S’agissant des émissions de champ 2, le CERN entend maintenir ses émissions directes et indirectes liées à l’énergie stables par rapport à 2018.
S’agissant des émissions de champ 3, les objectifs sont : pour les déplacements domicile-travail, ramener à 50 % la part des transports motorisés individuels ; pour les voyages professionnels, réduire de 30 % les émissions par rapport à 2019 ; pour la restauration, augmenter l’offre de plats végétariens/végans pour atteindre 50 % de l’offre totale. Les objectifs en matière d’achats sont en cours d’élaboration dans le cadre du projet Politique du CERN pour des achats respectueux de l’environnement et seront présentés dans les futurs rapports.
POUR ALLER PLUS LOIN
Enrico Cennini est responsable du projet Politique du CERN pour des achats respectueux de l’environnement (CERP3) au sein du groupe Achats et services industriels du CERN.
— Quelles démarches le CERN a-t-il entreprises auprès de ses fournisseurs pour mieux comprendre l’impact des achats sur les émissions liées à sa chaîne d’approvisionnement ?

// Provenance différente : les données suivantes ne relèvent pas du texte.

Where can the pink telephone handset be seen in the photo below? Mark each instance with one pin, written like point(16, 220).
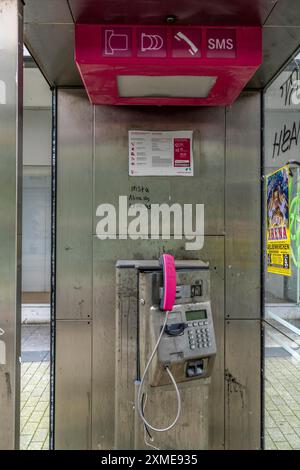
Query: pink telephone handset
point(169, 272)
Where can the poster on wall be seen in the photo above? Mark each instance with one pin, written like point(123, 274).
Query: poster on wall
point(278, 223)
point(160, 153)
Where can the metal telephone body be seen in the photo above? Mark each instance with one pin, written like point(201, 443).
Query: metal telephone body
point(191, 352)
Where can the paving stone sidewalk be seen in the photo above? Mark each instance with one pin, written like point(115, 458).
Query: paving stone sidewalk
point(34, 406)
point(282, 404)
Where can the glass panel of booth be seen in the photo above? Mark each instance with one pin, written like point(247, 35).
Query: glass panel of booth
point(281, 144)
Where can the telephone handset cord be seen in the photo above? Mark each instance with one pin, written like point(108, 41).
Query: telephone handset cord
point(140, 394)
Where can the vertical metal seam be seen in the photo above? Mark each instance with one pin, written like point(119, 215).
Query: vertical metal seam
point(92, 235)
point(18, 227)
point(225, 272)
point(53, 266)
point(262, 277)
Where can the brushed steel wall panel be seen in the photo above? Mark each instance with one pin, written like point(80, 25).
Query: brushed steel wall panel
point(73, 385)
point(106, 253)
point(74, 206)
point(243, 207)
point(205, 187)
point(11, 93)
point(242, 384)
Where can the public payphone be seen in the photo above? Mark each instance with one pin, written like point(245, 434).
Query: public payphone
point(174, 350)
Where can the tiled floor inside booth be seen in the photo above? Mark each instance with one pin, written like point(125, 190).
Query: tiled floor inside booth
point(35, 392)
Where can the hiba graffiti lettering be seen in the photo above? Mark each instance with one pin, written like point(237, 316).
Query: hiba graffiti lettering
point(287, 137)
point(136, 221)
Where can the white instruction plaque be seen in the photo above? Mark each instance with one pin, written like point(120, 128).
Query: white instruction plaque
point(161, 153)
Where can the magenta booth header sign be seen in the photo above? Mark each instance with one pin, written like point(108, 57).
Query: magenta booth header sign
point(227, 56)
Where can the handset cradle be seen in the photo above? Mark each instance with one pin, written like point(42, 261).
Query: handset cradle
point(167, 263)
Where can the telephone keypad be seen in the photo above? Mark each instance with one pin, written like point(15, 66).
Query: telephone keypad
point(199, 336)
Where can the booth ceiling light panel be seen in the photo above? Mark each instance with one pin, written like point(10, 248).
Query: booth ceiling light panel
point(166, 65)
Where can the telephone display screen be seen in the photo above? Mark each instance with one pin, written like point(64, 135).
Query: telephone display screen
point(195, 315)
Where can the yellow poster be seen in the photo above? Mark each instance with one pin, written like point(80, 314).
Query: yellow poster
point(278, 223)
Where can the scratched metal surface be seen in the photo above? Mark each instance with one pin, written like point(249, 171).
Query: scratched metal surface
point(80, 183)
point(11, 17)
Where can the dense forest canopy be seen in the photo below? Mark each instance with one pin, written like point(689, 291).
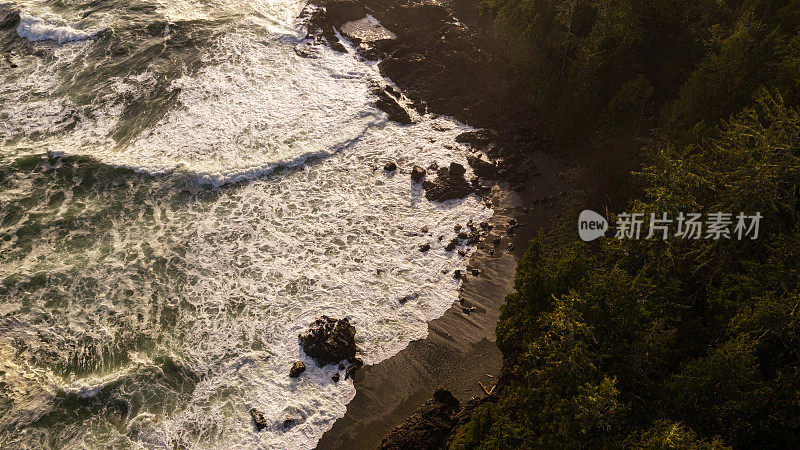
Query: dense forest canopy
point(660, 343)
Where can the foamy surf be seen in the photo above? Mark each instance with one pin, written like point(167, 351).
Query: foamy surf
point(153, 307)
point(35, 30)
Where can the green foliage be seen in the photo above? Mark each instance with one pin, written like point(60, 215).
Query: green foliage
point(673, 343)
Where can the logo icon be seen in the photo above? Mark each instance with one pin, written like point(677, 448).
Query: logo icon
point(591, 225)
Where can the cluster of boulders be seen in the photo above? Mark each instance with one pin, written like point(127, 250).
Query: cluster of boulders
point(449, 184)
point(327, 341)
point(9, 18)
point(330, 340)
point(428, 427)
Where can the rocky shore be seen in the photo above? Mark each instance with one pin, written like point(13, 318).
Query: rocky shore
point(444, 59)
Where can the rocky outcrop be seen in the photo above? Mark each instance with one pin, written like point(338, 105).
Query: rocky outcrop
point(297, 369)
point(258, 419)
point(429, 427)
point(449, 184)
point(482, 168)
point(9, 18)
point(418, 174)
point(330, 340)
point(478, 139)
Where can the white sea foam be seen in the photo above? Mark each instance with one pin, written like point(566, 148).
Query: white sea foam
point(35, 30)
point(247, 268)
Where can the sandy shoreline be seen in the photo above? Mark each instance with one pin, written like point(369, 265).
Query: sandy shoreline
point(460, 349)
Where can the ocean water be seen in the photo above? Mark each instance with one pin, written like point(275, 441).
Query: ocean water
point(181, 194)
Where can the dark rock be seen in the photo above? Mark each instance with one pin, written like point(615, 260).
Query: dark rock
point(342, 11)
point(457, 170)
point(9, 18)
point(479, 138)
point(482, 168)
point(389, 105)
point(330, 340)
point(297, 369)
point(428, 427)
point(449, 184)
point(417, 174)
point(258, 419)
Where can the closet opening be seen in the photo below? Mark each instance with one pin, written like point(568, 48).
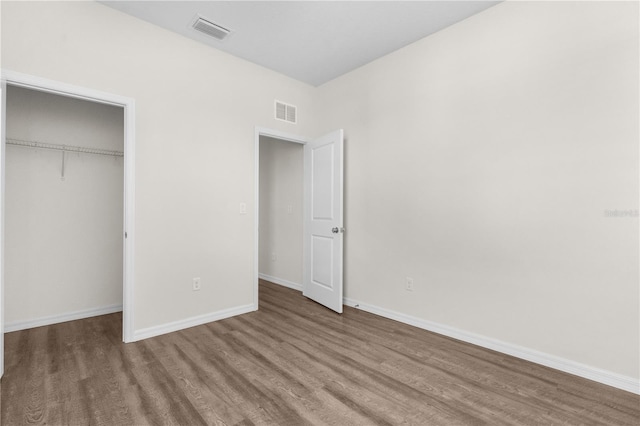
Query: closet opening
point(64, 207)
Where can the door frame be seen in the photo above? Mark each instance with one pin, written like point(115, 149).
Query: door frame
point(11, 78)
point(276, 134)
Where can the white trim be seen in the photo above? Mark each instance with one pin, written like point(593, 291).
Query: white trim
point(3, 108)
point(171, 327)
point(280, 281)
point(609, 378)
point(56, 319)
point(64, 89)
point(263, 131)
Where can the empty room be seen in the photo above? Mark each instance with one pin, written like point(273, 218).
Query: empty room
point(320, 212)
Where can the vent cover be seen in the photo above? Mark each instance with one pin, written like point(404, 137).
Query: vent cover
point(286, 112)
point(210, 29)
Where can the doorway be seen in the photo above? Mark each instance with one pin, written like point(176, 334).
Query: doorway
point(281, 202)
point(279, 209)
point(322, 210)
point(127, 106)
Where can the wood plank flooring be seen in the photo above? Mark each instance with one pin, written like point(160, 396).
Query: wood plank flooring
point(291, 363)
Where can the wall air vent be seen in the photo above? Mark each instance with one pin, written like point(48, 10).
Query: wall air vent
point(210, 29)
point(286, 112)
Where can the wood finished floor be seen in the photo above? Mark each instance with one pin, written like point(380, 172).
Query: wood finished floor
point(291, 363)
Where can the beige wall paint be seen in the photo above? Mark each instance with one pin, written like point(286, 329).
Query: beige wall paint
point(481, 161)
point(281, 181)
point(196, 110)
point(63, 238)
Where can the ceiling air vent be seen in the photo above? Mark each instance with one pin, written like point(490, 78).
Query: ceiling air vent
point(285, 112)
point(210, 29)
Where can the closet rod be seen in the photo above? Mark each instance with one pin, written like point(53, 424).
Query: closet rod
point(64, 148)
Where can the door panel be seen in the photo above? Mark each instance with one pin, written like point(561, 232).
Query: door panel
point(323, 236)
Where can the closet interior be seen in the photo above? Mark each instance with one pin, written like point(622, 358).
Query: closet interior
point(64, 204)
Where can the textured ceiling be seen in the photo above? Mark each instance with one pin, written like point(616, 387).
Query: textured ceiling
point(310, 41)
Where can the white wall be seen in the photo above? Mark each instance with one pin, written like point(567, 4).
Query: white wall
point(481, 160)
point(281, 182)
point(196, 111)
point(63, 238)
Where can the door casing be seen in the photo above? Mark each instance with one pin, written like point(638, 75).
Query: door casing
point(276, 134)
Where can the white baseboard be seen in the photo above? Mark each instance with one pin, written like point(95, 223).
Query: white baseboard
point(55, 319)
point(619, 381)
point(280, 281)
point(146, 333)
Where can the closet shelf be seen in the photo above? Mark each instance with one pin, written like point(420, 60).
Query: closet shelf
point(63, 148)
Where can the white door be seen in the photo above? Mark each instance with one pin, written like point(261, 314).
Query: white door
point(323, 226)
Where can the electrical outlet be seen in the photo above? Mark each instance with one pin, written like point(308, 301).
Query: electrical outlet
point(409, 284)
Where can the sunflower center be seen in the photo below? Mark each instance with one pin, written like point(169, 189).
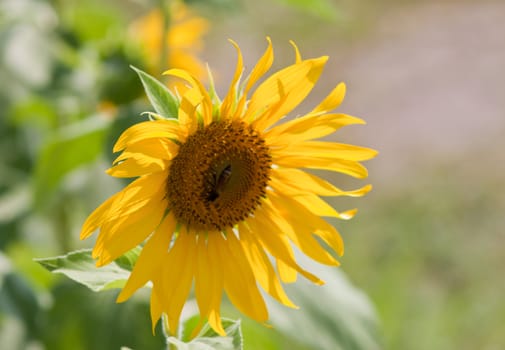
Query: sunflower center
point(218, 176)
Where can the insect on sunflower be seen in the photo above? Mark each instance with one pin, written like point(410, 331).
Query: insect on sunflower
point(221, 197)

EC : La méthode basée sur les dépenses, appliquée actuellement, nous permet d’évaluer les émissions indirectes liées à la chaîne d’approvisionnement et d’identifier les familles d’achats sur lesquelles l’Organisation devrait concentrer ses efforts de décarbonation. Afin de renforcer les capacités de la chaîne d’approvisionnement, nous avons mené une enquête auprès des principaux fournisseurs et de ceux représentant 80 % des émissions de champ 3 (267 fournisseurs). Les objectifs étaient de collecter des données sur leur performance environnementale, notamment sur leurs stratégies de décarbonation, d’établir un classement par ordre de préférence grâce au modèle de Steele & Court, et d’élaborer des plans d’action sur mesure pour chaque catégorie et famille d’achats (voir schéma). Nous nous sommes concentrés sur six domaines très émetteurs de CO2 : génie civil ; ingénierie mécanique et matières premières ; services sur le domaine ; électronique et systèmes radiofréquence ; ingénierie électrique ; informatique. Ces plans visent à renforcer la durabilité de la chaîne d’approvisionnement et à aligner les efforts sur les objectifs environnementaux du CERN. Par ailleurs, le partage de connaissances et les échanges avec les pairs nous permettent d’affiner notre démarche. En 2023 et 2024, nous avons participé aux journées stratégiques internationales « Scope 3 Peer Group Strategy Days » afin de mieux comprendre les dernières évolutions et d’intégrer les bonnes pratiques et les enseignements tirés pour réduire les émissions de champ 3 liées aux achats.
— Quelles sont les futures actions prévues ?
EC : Notre objectif est d’améliorer constamment nos pratiques d’achat, en interne et en collaboration avec nos fournisseurs. Lorsque cela s’y prêtera, des facteurs environnementaux seront intégrés aux procédures d’appel d’offres et il sera exigé des fournisseurs des rapports plus détaillés sur leurs émissions. Afin d’aider les fournisseurs à rendre leur chaîne d’approvisionnement plus durable, nous voulons faciliter l’accès aux ressources et supports de renforcement des capacités, tels que les outils de calcul des émissions de CO2. Des ateliers permettront de partager les connaissances et de définir des objectifs communs ; le premier se tiendra en 2025 pour les entreprises fournissant des services sur le domaine du CERN. En outre, nous évaluerons un outil portant sur le devoir de diligence des fournisseurs afin de créer une base de données des fournisseurs engagés dans une démarche durable. Nous échangerons des idées avec des laboratoires pairs concernant nos pratiques d’achat durables, à travers des présentations et des conférences telles que le Forum Mégascience-Entreprises (BSBF), qui s’appuie sur les technologies de pointe et l’innovation pour créer des ponts entre les infrastructures de recherche et l’industrie en Europe.